Awarding shares for employees is one of our leading specialist areas. We look at implementation, operation and providing an incentive for the employee when the shares are sold. We can work with employers or personally with directors and employees who ask us to review.
We are always happy to give you a steer and a cost estimation. Please do call us to discuss.
Reasons to work with us when providing shares for employees
- There are usually plenty of choices and we guide employers on what is likely to work for their business. Experience is invaluable as it means the service is fine tuned and focused.
- The range of work offered spans from share awards for private companies, unapproved options, work for international groups and larger companies through to support for private individuals.

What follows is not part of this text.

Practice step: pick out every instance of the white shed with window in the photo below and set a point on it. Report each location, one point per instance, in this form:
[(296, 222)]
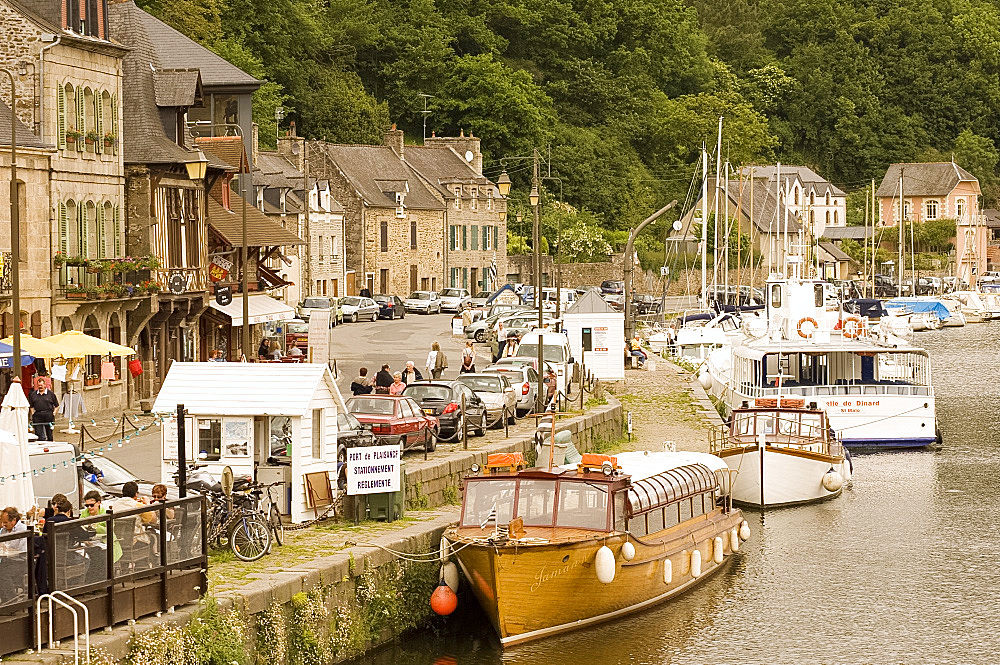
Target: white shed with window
[(276, 422)]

Thinking about the award shares for employees
Based on the types of questions we are asked and problems we solve we have set out a brief guide of core issues to think about when awarding shares or options to employees.
- What do you want to achieve?;
- Risks with poor design.
What do you want to achieve in awarding shares to employees
Awarding shares to employees is a big step which does require some forethought. The type of questions to consider include:
1. Extent of participation
2. How much equity to give away under the employee share incentives?
The choice on how much to give away rests with shareholders. We prepare share capital tables to show the shareholders the dilution under the share scheme. If employees leave usually they will lose entitlement. The shares surrendered by former employees can, if that is desired, return to the pool to provide for new awards.
3. What performance conditions, if any, will apply to the employee share incentives?
There is plenty of discretion on this point and no legislative requirements.
4. When will the options convert into shares?
You need to decide what happens on:
- Reaching milestones: for example, years of service, financial targets; etc;
- Sale of the business;
- Demerger or reconstruction of a business stream;
- Voluntary arrangement/administration order.
5. What happens if an employee ceases to be employed?
Should special provision be made for death, injury, disability or redundancy – usually these decisions are left to the directors.
6. Are the employees paying for the share award?
There are no fixed rules. Shares can be gifted for free. Linked into this consideration is should employee enjoy inherent value accumulated pre-award? Another consideration is do you plan for a tax charge for your employees upon the award of shares?
7. How will the shares be sourced for the employee share incentive?
There is a choice of newly issued which dilutes existing shareholders . Or, to avoid dilution existing shares can be used if shareholders are prepared to allow for a transfer.
For new share issues it is necessary to consider whether the directors have the requisite shareholder approvals to issue shares pursuant to the option/share awards.
If existing shares are being used it is usually necessary to consider the tax position of the transferors. Some companies link equity awards to share buy backs under which existing shares are cancelled.
8. Are the existing articles and/or shareholders agreement adequate?
- For example what will happen if an employee leaves? Do you need good/bad leaver provisions? This is an area where employers often make mistakes which mean ex-employees walk away holding shares.
- The employment contract is quite separate from any contract for equity. This means you can fire as an employee, but unless the articles or shareholders agreement expressly cover the point, the employee or director will remain a shareholder.
- If you are going to force a transfer of shares on cessation of employment – how will the shares be valued? There are plenty of choices ranging from a valuation by the accountants to the ability to appoint an independent expert.
- What valuation method will be used? Again, choices are available.
- Will employee shareholders be treated the same way as investors and founders? Setting up a new class of shares for employee shareholders is often an answer.
Risks when awarding shares to employees – poor design
A badly designed award of shares gives away more equity than intended and does not enhance shareholder value. You risk demotivating employees and driving them into the arms of competitors, if you fail to meet their expectations. The directors can expect a backlash from investors.
Potential disaster areas which can be avoided
Known disaster areas surrounding awarding shares to employees can include:
Lack of a share capital dilution table
Lack of a share capital dilution table plotting the fully diluted position if all options and share rights are taken up. The share capital dilution table helps companies to monitor the position and meet the demands of investors.
Poor documentation supporting the award of shares to employees
Common problems arise when the drafting of the terms of the award of shares is not clear. For example getting the performance criteria and vesting schedule can be tricky and if poorly drafted lead to unintended consequences.
Failing to issue the shares correctly
Employers do sometimes failing to review the articles and shareholders’ agreement to make sure they obtain the requisite shareholder approvals. Similarly employers can overlook the various requirements under the Companies Act which have to be met when there has been an issue of shares to anyone including employees.
Missing the commercial driver behind the award of shares to employees
If the objectives are unclear it is possible to over look the bigger picture. The usual end game is what benefit should the employees receive under the award of shares if the business is sold.
Tax on awards of shares for employees
There are various time limits for the reporting and payment of tax on the award of shares to employees. If the time limits are missed so can the tax benefits be lost. And, or, a charge to interest and penalties is imposed by HMRC for failure to report and or failure to pay tax on time.